Property Distribution in Divorce Proceedings

     Indiana follows the "one-pot theory" with respect to marital property. Therefore, any assets and debts brought into the marriage or acquired during the marriage are subject to division by the court. Assets include items such as personal property, real estate, bank accounts, inheritances, retirement accounts, business interests and intangible property. Debts include items such as credit cards, loans, mortgages, student loans and promissory notes.

     It is presumed that a 50/50 distribution of the marital assets and debts is just and reasonable in all divorce actions. However, a party may challenge this presumed distribution by offering evidence to the court that a 50/50 distribution would not be just and reasonable in their particular case. Relevant factors that could justify a deviation are set forth in Indiana Code Sec.31-15-7-5 and include the following:

"(1) The contribution of each spouse to the acquisition of the property, regardless of whether the contribution was income producing.

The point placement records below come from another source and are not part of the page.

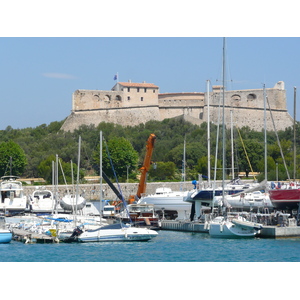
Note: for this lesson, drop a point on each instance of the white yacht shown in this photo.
(12, 198)
(167, 201)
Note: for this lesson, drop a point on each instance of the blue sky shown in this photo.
(41, 65)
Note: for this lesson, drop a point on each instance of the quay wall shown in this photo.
(91, 191)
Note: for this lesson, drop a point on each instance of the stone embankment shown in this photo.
(92, 191)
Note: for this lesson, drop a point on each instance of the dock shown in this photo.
(29, 237)
(184, 225)
(266, 232)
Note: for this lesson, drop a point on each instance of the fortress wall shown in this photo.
(252, 117)
(130, 104)
(124, 117)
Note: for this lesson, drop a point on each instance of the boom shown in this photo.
(145, 168)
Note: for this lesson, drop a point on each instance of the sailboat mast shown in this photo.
(294, 133)
(101, 179)
(77, 183)
(223, 125)
(208, 136)
(232, 152)
(265, 130)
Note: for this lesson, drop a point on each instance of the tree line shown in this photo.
(30, 152)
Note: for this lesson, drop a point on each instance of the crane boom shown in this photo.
(145, 168)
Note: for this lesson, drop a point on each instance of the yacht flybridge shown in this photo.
(12, 198)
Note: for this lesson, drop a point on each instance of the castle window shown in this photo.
(236, 97)
(107, 98)
(251, 97)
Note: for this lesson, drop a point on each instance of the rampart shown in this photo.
(130, 104)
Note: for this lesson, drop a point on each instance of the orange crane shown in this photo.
(144, 169)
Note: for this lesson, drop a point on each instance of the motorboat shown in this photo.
(42, 201)
(71, 202)
(5, 234)
(12, 198)
(139, 214)
(118, 232)
(233, 227)
(166, 200)
(286, 197)
(245, 201)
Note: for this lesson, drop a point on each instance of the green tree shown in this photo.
(162, 171)
(117, 154)
(12, 153)
(64, 170)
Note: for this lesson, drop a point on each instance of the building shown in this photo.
(130, 104)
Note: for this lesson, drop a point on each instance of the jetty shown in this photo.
(28, 237)
(268, 231)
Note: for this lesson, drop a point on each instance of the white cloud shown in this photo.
(59, 75)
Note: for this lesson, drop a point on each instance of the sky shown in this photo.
(41, 65)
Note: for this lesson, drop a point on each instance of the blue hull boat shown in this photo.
(5, 236)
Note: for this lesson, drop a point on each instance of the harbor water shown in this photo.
(183, 264)
(168, 246)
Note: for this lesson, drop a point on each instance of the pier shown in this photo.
(267, 231)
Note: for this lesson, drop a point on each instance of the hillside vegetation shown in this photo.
(32, 150)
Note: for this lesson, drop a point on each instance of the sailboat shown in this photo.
(114, 232)
(233, 227)
(5, 234)
(228, 226)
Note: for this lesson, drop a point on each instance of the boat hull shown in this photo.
(5, 236)
(285, 199)
(234, 229)
(127, 234)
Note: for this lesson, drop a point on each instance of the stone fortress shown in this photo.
(130, 104)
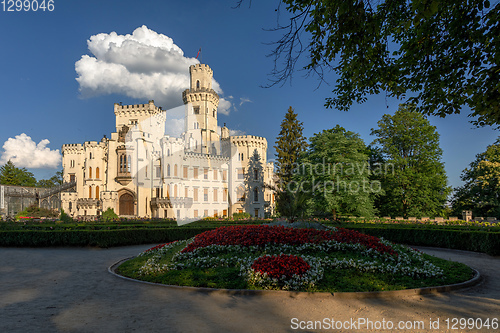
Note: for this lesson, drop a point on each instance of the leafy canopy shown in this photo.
(481, 191)
(444, 53)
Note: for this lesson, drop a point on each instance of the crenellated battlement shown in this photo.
(248, 140)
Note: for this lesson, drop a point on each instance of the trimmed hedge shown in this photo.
(469, 240)
(101, 238)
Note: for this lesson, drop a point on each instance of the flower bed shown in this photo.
(277, 257)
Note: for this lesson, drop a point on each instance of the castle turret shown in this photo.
(201, 109)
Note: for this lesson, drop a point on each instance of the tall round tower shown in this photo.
(201, 110)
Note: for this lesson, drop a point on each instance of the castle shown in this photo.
(143, 170)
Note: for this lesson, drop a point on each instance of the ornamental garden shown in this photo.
(276, 257)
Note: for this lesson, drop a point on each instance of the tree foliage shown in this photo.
(413, 175)
(11, 175)
(334, 172)
(443, 52)
(481, 190)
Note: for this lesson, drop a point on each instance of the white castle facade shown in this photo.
(143, 171)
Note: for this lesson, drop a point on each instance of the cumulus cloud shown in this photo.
(144, 65)
(25, 153)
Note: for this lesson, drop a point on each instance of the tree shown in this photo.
(335, 172)
(444, 52)
(290, 143)
(480, 193)
(413, 175)
(11, 175)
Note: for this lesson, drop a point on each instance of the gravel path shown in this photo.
(70, 290)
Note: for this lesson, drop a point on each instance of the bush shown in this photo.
(109, 215)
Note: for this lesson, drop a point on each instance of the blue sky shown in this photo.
(41, 97)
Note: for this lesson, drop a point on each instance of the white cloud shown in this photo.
(144, 65)
(25, 153)
(224, 106)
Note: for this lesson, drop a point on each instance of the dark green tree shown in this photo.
(481, 191)
(290, 143)
(412, 174)
(11, 175)
(445, 52)
(335, 172)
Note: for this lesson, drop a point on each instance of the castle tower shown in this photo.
(201, 111)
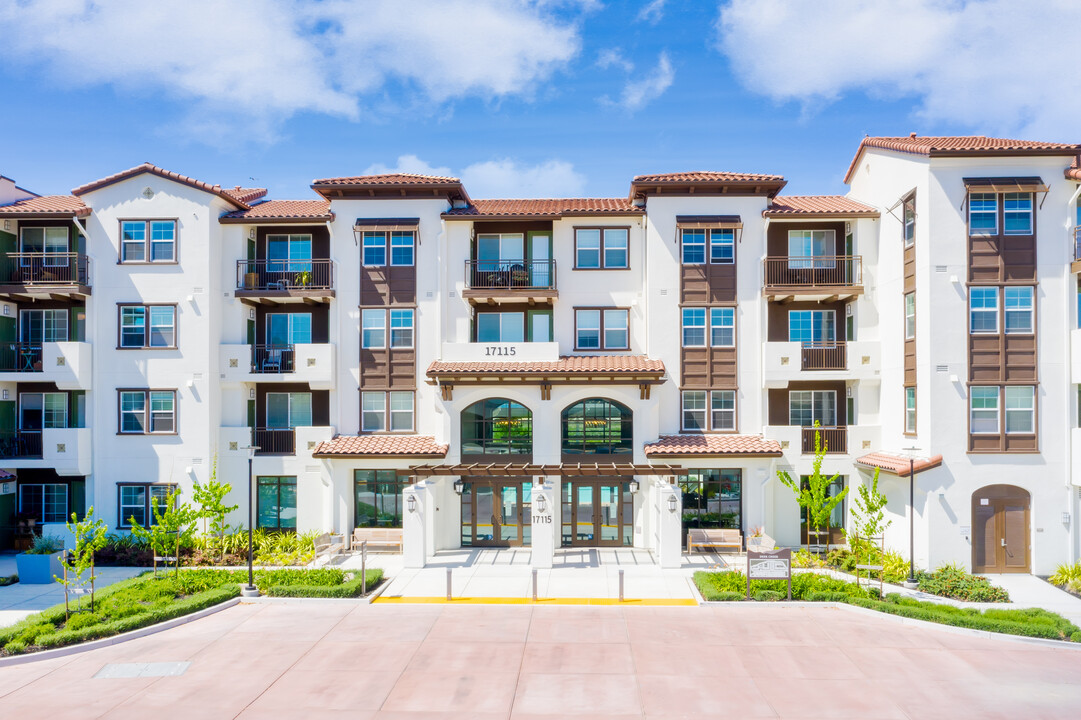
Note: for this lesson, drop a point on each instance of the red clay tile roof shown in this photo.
(161, 172)
(248, 195)
(966, 145)
(546, 208)
(587, 364)
(705, 181)
(817, 205)
(712, 444)
(1073, 172)
(281, 211)
(49, 205)
(898, 464)
(404, 445)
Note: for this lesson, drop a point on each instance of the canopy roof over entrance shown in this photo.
(518, 469)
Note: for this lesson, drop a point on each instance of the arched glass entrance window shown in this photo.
(496, 426)
(597, 426)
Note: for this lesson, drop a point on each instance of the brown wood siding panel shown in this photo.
(777, 400)
(910, 362)
(385, 370)
(776, 318)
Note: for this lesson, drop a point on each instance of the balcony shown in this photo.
(271, 282)
(813, 277)
(67, 364)
(43, 275)
(65, 450)
(510, 281)
(785, 362)
(308, 362)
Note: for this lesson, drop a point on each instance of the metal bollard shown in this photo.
(363, 568)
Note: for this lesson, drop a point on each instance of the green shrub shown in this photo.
(349, 588)
(955, 582)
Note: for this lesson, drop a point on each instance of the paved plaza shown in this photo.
(346, 660)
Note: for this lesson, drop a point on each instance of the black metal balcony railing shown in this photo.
(21, 357)
(833, 439)
(824, 355)
(275, 440)
(285, 275)
(21, 443)
(272, 359)
(510, 275)
(813, 271)
(51, 269)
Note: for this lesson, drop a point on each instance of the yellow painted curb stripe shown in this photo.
(526, 601)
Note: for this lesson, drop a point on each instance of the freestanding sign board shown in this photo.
(772, 564)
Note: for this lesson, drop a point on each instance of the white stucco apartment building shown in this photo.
(559, 372)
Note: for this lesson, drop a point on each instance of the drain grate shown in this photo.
(114, 670)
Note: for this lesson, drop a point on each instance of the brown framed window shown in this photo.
(601, 329)
(146, 325)
(601, 248)
(148, 241)
(146, 412)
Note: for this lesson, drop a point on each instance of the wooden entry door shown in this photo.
(1000, 530)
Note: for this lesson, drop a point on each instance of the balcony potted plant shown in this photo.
(41, 563)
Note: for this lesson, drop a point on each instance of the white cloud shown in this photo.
(613, 57)
(640, 92)
(507, 178)
(652, 12)
(408, 163)
(262, 61)
(997, 66)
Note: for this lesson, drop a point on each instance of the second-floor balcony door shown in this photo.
(812, 328)
(289, 410)
(808, 407)
(38, 327)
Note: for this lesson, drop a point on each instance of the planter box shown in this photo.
(38, 569)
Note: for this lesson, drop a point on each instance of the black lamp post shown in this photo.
(911, 515)
(250, 590)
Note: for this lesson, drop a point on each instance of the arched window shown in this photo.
(496, 426)
(597, 426)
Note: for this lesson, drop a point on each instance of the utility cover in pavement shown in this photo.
(142, 669)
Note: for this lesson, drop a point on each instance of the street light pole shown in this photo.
(250, 590)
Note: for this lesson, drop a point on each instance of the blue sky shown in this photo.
(519, 97)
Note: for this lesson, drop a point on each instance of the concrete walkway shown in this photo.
(331, 660)
(577, 574)
(19, 600)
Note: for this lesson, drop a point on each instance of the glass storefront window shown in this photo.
(377, 498)
(712, 498)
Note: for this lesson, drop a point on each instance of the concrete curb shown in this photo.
(972, 632)
(105, 642)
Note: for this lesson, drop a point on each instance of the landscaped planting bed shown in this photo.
(1031, 622)
(149, 599)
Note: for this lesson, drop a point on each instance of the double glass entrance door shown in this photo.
(598, 512)
(496, 512)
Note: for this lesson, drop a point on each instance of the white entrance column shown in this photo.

(2) The extent to which the property was acquired by each spouse:


(A) before the marriage; or


(B) through inheritance or gift.


(3) The economic circumstances of each spouse at the time the disposition of the property is to become effective, including the desirability of awarding the family residence or the right to dwell in the family residence for such periods as the court considers just to the spouse having custody of any children.


(4) The conduct of the parties during the marriage as related to the disposition or dissipation of their property.


(5) The earnings or earning ability of the parties as related to:


(A) a final division of property; and


(B) a final determination of the property rights of the parties."